Festival-goers in New Zealand were taking what they thought was pure MDMA. But days after ingestion, the drugs were leading to hundreds of people developing mysterious symptoms like seizures, nausea and anxiety. In December 2020, the government implemented an evidence-based, yearlong pilot program to address the growing crisis: legalizing public drug-checking services to help people know what’s in the pills they intend to consume at festivals. Now, after just a few months, Minister for Health Andrew Little has announced that the interim legislation will be made permanent.
New Zealand is the first country in the world to fully legalize—in the sense of explicitly providing for—these services. (Drug-checking is sanctioned in Switzerland based on the interpretation of preexisting law, while the Netherlands has an office-based drug-checking program that receives government funding; festival services meanwhile operate in legal grey areas, with at least tacit permission, in countries such as Portugal, the United Kingdom and the United States.)
“One of the big risks of drug use is that the user doesn’t know what they are consuming and that the substance is something more dangerous,” Sarah Helm, executive director of New Zealand Drug Foundation, told Filter.
NZ Drug Foundation provides logistical and advocacy support to the volunteer-run drug-checking organization KnowYourStuffNZ—which is the country’s principle provider of these services, and was appointed by the Ministry of Health to administer the pilot.
“We are very happy that after seven years of operating in a legal grey area, we and our clients now have some legal certainty,” Wendy Allison, the founder and managing director of KnowYourStuffNZ, told Filter. “We’ve proven that drug checking reduces harm and the demand for the service is skyrocketing.”
The drug-checking processes and technologies used by KnowYourStuffNZ have the ability to identify thousands of different substances. People who wish to ensure their bodily autonomy by learning the content of pills, powders, liquids and crystals they intend to consume can do so if they have a sample size of 5-10mg.
The volunteers who perform this service then provide “non-judgmental harm reduction advice” based on the results—not telling the person not to ingest the substance if it isn’t “pure,” but simply advising them on the risks.
Drug-checking has helped uncover the gaps between what New Zealanders thought they were consuming and what they actually were consuming. In 2019-2020, volunteers tested 1,368 samples. Recently, “a higher rate of a type of drug called cathinones [is] being picked up in our drug checking, when the substance people thought they had was MDMA,” Helm said. Cathinones—a category of stimulants known colloquially as “bath salts”—have been linked to hospitalizations and some deaths.
“One of the best parts of legalizing the drug checking service has been the public discussion and awareness.”

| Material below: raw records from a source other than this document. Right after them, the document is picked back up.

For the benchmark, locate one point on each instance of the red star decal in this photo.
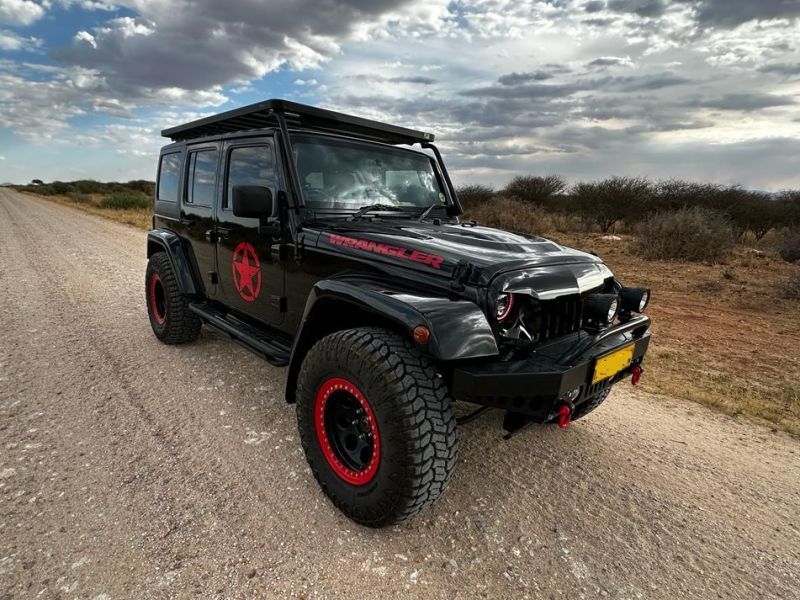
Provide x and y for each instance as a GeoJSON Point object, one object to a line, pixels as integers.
{"type": "Point", "coordinates": [246, 271]}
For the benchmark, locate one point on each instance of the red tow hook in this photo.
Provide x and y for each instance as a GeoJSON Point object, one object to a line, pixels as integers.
{"type": "Point", "coordinates": [636, 374]}
{"type": "Point", "coordinates": [564, 416]}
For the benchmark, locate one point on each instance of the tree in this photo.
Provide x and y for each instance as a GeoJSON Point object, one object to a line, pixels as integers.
{"type": "Point", "coordinates": [612, 200]}
{"type": "Point", "coordinates": [534, 188]}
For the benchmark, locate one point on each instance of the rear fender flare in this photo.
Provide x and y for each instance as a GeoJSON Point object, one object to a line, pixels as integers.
{"type": "Point", "coordinates": [163, 240]}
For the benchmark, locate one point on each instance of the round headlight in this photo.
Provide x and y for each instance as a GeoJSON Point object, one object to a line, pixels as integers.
{"type": "Point", "coordinates": [505, 302]}
{"type": "Point", "coordinates": [613, 309]}
{"type": "Point", "coordinates": [600, 309]}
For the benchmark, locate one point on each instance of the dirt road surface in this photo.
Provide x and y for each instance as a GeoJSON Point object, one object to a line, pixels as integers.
{"type": "Point", "coordinates": [130, 469]}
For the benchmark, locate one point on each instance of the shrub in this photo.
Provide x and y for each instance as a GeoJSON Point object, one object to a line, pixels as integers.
{"type": "Point", "coordinates": [512, 214]}
{"type": "Point", "coordinates": [789, 246]}
{"type": "Point", "coordinates": [125, 200]}
{"type": "Point", "coordinates": [473, 195]}
{"type": "Point", "coordinates": [612, 200]}
{"type": "Point", "coordinates": [693, 234]}
{"type": "Point", "coordinates": [79, 198]}
{"type": "Point", "coordinates": [791, 287]}
{"type": "Point", "coordinates": [535, 188]}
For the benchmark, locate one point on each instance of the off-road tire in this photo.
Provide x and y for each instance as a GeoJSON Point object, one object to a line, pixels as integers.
{"type": "Point", "coordinates": [414, 416]}
{"type": "Point", "coordinates": [176, 324]}
{"type": "Point", "coordinates": [587, 407]}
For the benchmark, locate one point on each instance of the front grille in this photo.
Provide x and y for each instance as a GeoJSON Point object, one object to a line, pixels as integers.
{"type": "Point", "coordinates": [551, 319]}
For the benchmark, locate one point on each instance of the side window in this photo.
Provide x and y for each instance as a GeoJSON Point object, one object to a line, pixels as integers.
{"type": "Point", "coordinates": [249, 165]}
{"type": "Point", "coordinates": [202, 177]}
{"type": "Point", "coordinates": [168, 170]}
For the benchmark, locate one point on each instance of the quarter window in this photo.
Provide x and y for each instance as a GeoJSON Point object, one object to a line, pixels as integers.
{"type": "Point", "coordinates": [168, 171]}
{"type": "Point", "coordinates": [202, 181]}
{"type": "Point", "coordinates": [250, 165]}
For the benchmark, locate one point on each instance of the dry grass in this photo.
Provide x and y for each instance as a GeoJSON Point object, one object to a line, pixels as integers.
{"type": "Point", "coordinates": [724, 336]}
{"type": "Point", "coordinates": [91, 203]}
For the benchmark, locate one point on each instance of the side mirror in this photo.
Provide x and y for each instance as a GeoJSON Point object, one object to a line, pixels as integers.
{"type": "Point", "coordinates": [252, 201]}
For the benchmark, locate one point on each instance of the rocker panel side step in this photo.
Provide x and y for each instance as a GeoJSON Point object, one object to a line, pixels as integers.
{"type": "Point", "coordinates": [258, 341]}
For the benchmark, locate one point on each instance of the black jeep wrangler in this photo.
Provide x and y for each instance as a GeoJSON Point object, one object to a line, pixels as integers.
{"type": "Point", "coordinates": [332, 244]}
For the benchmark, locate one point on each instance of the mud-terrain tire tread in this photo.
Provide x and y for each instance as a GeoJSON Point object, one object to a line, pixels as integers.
{"type": "Point", "coordinates": [181, 325]}
{"type": "Point", "coordinates": [404, 384]}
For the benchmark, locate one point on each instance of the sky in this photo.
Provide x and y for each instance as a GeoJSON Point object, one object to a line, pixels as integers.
{"type": "Point", "coordinates": [705, 90]}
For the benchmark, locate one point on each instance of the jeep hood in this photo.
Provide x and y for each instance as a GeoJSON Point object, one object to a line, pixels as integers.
{"type": "Point", "coordinates": [442, 249]}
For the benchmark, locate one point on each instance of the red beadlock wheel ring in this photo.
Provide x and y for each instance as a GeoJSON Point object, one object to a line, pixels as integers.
{"type": "Point", "coordinates": [158, 314]}
{"type": "Point", "coordinates": [336, 388]}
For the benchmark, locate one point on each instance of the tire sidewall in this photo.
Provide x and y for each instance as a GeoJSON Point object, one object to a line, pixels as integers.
{"type": "Point", "coordinates": [155, 268]}
{"type": "Point", "coordinates": [385, 488]}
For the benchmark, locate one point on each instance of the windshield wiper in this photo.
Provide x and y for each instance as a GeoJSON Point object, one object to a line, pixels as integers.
{"type": "Point", "coordinates": [428, 210]}
{"type": "Point", "coordinates": [371, 207]}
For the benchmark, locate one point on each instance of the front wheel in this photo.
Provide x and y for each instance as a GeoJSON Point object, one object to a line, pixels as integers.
{"type": "Point", "coordinates": [377, 425]}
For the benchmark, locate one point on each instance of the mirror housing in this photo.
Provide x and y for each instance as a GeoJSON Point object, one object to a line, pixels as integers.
{"type": "Point", "coordinates": [252, 201]}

Research conducted by Victoria University of Wellington found that 68 percent of surveyed New Zealand festival-goers who used drug-checking services changed their behavior as a result—for example, by reducing the amount of drugs they consumed or disposing of some of the drugs tested. Eight-seven percent of people surveyed said that as a result of talking to the volunteers, they themselves better understood the drugs they planned to use.
“One of the best parts of legalizing the drug-checking service has been the public discussion and awareness that it has created,” Helm said. “It has also given New Zealanders a real practical example of benefit of harm reduction through experience.”
New Zealand was also one of the first countries in the world to have a national state-sponsored syringe service program. Little stated in a speech to Parliament last year that the New Zealand government views drug policy as a public health issue, emphasizing the importance of open discussions.
“Having drug-testing services around with the drug-testing personnel not susceptible to prosecution means that they can actually have a conversation with those drug users, provide some education, provide some information, and provide some advice,” Little said.
“It is time for us to consider alternative approaches because, for far too long, what we’ve been doing year after year, decade after decade, has not been working.”
In order to achieve the best outcomes, New Zealand’s drug-checking services will still need more support than they currently enjoy. “If drugs are to be truly treated as a public health issue, the government needs to stop relying on an unfunded, volunteer-run model and consider appropriate resourcing to meet that demand,” Allison said.
The volunteer-run testing program “cannot meet current demand, and cannot attend all major events, nor provide regular accessible drug checking at static clinics,” Helm added. “Funding and policy development should help us reach more people who use drugs.”
If that happens, Helm believes that supporting further harm reduction approaches to drug use will have profound impacts on the health of both people who use drugs and people who don’t.
“Both drug checking and needle exchange can reduce harm and save lives,” Helm said. “We should favor harm reduction and health-based approaches over punitive ones, given there is no evidence that convictions deter use. Criminalizing users has driven problems into the shadows and made it harder for people to seek help.”
Corrections, May 5: This article was updated to clarify the status of New Zealand’s law and the relationship betweeen NZ Drug Foundation and KnowYourStuffNZ, and to add Allison’s comments.